An external technical committee inspected the Rapidus foundry in Chitose, Hokkaido before the latest funding was approved. The committee signed off on the company’s technological progress. Industry Minister Ryosei Akazawa visited the site on Saturday and reaffirmed the 2027 production target.
Why Japan is betting big on Rapidus 2nm chips
The money isn’t charity. It’s national security math. TSMC controls around 90% of the world’s leading-edge chip production. Almost all of it sits in Taiwan. One disruption to that island’s supply chain and the global AI industry hits a wall. Every GPU, every cloud inference call, every frontier AI model runs on chips fabbed at those nodes. Japan wants an alternative. So does everyone else.
The US has the CHIPS Act. Europe has its own subsidy programs. South Korea backs Samsung. Japan has Rapidus.
The latest $4 billion goes toward Rapidus’s work with Fujitsu, its first commercial anchor client. Fujitsu is developing AI and high-performance computing chips that will be among the first manufactured at the Hokkaido facility. Toyota, Sony, NEC, SoftBank, Denso, Kioxia, NTT, and MUFG are also backing the project as corporate investors.
In February, Rapidus raised about 160 billion yen from private companies. The government holds an 11.5% stake and a golden share giving it veto power over key management decisions. Prime Minister Sanae Takaichi has stressed that semiconductor self-sufficiency is a matter of national security. The recent flare-up in tensions between Japan and China has only sharpened that urgency.
NEDO, the ministry’s subordinate research body, is also now supporting semiconductor design projects involving Fujitsu and IBM Japan. That signals Japan isn’t focused on manufacturing alone. It wants to rebuild a full chip ecosystem, from design to fabrication.
How Rapidus stacks up against TSMC, Samsung and Intel
On paper, Rapidus has made surprising progress. Its 2nm process, called 2HP, has hit a logic density of 237.31 million transistors per square millimeter. TSMC’s N2 node sits at 236.17 million. Intel’s 18A process trails at 184.21 million. Those are early-stage specs, not production-proven numbers. But they got people’s attention.
Rapidus launched its 2nm pilot line in April 2025 using ASML’s most advanced High-NA EUV lithography machines. It taped out a gate-all-around test chip that met key electrical benchmarks. The company is now transitioning from pilot to its IIM-1 mass production facility in Chitose. Advanced packaging trial production started this month.

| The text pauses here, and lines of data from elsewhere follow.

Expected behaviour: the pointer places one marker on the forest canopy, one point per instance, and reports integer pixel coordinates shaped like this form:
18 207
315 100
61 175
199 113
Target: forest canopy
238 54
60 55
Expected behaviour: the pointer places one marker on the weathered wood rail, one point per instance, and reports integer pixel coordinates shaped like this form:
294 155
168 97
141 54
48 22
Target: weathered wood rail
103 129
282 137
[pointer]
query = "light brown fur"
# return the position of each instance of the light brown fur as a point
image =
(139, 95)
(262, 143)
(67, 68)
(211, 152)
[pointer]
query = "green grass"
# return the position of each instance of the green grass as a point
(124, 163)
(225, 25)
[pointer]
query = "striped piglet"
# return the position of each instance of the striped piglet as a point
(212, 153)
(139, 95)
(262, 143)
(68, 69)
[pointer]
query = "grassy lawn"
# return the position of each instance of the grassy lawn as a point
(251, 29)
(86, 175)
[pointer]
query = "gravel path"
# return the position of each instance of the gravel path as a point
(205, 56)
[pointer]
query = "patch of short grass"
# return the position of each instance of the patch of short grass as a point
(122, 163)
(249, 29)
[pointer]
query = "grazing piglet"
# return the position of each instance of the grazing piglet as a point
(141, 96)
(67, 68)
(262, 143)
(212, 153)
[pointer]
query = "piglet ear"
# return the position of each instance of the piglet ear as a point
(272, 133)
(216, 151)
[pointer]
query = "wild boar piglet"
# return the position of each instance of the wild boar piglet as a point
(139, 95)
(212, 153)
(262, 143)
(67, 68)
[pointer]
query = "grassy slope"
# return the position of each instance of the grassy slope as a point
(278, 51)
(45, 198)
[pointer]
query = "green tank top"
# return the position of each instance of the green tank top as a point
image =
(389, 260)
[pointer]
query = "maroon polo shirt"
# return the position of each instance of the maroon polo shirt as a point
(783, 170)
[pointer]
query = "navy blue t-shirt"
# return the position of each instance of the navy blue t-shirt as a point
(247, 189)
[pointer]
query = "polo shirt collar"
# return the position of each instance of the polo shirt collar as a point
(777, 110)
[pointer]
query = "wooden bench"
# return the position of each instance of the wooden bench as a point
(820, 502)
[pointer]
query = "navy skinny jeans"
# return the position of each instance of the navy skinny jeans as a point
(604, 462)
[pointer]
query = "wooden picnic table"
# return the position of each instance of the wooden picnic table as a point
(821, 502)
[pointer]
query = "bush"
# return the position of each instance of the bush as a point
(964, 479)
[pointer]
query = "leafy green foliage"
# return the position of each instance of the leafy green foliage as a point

Rapidus wants to hit 25,000 wafer starts per month once mass production kicks off. TSMC is pushing its own 2nm lines toward 100,000. Big gap. But Rapidus isn’t chasing TSMC on volume. The whole model is different. Faster turnaround. Smaller batches. Custom work for clients iterating on chip designs quickly. Think of it as a boutique foundry, not a factory floor.
There’s already a second fab in the pipeline too. Rapidus says it will build another facility in Hokkaido, this one aimed at 1.4nm chips. Construction could start in fiscal 2027. Production is penciled in for 2029. The company is working with Imec, the Belgian semiconductor research center, on the underlying tech for that node.
None of this is guaranteed. Analysts have called the timeline aggressive. TSMC took seven years to go from research to volume production on its 3nm node. Rapidus is trying to compress a similar leap into roughly five years. The technology is one challenge. Getting yields high enough to make production commercially viable is another. Attracting customers beyond Fujitsu will be the real test.
But Japan’s government has made clear it’s willing to keep writing checks. Rapidus is targeting an IPO around fiscal 2031 and plans to secure about 3 trillion yen in private financing, partly with government loan guarantees. If it hits its milestones, some analysts estimate Japan could capture up to 20% of the global market for leading-edge logic chips by the early 2030s.
For now, the race is still TSMC’s to lose. But Japan is no longer watching from the sidelines.